I was surprised that view
and @view
work differently when we work with subsets of the data.
The following does not modify the parent dataframe
df = DataFrame(a = [0, 0, 0, 0], b = [1, 1, -1, missing], c = [1, -1, missing, 1])
dfv = dropmissing(df, [:b,:c], view = true)

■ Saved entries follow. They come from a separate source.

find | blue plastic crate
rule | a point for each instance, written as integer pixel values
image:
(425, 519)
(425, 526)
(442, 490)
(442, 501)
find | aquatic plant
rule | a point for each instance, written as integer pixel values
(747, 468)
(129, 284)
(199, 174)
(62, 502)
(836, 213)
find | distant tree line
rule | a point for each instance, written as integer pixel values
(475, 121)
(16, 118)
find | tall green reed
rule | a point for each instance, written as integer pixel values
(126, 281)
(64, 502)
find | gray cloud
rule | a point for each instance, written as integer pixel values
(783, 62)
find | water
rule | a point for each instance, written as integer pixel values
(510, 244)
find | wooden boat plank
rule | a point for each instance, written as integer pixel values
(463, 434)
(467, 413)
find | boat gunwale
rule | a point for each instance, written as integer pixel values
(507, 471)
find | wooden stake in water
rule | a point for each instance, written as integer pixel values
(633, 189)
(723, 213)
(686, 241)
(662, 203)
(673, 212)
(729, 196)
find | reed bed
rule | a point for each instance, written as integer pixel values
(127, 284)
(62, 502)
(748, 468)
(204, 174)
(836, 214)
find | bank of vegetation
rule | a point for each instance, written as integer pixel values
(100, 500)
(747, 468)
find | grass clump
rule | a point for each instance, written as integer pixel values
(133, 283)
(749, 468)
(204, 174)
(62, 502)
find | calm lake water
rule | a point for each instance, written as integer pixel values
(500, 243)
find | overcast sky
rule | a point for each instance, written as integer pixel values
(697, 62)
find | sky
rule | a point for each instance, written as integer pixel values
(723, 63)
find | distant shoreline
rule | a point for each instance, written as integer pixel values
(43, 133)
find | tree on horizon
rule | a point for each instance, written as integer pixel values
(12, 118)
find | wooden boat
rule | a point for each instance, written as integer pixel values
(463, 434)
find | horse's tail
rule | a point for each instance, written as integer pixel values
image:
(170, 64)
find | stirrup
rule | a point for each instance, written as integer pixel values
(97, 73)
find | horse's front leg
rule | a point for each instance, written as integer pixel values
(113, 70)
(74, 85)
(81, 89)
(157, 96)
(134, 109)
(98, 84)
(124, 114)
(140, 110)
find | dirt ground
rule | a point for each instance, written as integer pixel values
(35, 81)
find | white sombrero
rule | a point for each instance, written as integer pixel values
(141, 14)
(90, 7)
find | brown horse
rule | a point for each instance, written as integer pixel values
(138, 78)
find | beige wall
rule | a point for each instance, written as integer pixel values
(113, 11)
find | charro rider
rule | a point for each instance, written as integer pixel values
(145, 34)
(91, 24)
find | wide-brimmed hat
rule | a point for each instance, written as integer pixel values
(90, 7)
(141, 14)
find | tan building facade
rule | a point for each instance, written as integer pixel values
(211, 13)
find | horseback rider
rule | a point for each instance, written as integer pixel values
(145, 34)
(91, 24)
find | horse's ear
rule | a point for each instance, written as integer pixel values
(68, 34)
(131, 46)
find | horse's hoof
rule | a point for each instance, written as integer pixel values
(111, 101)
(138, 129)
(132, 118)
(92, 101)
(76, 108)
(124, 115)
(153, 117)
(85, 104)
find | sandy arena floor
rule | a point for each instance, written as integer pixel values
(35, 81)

dfv = view(dfv[dfv.b.>0, :], :, :)
dfv[1, 1] = 100 #it does not change df
display(df)
4×3 DataFrame
Row │ a b c
│ Int64 Int64? Int64?
─────┼─────────────────────────
1 │ 0 1 1
2 │ 0 1 -1
3 │ 0 -1 missing
4 │ 0 missing 1
But the following does change the parent DataFrame
df = DataFrame(a = [0, 0, 0, 0], b = [1, 1, -1, missing], c = [1, -1, missing, 1])
dfv = dropmissing(df, [:b,:c], view = true)
dfv = @view dfv[dfv.b.>0, :]
dfv[1, 1] = 100 #it changes df
display(df)
4×3 DataFrame
Row │ a b c
│ Int64 Int64? Int64?
─────┼─────────────────────────
1 │ 100 1 1
2 │ 0 1 -1
3 │ 0 -1 missing
4 │ 0 missing 1
I know that this could be done in other ways (e.g., with subset
and skipmissing=true
), but I was wondering if this is expected behavior.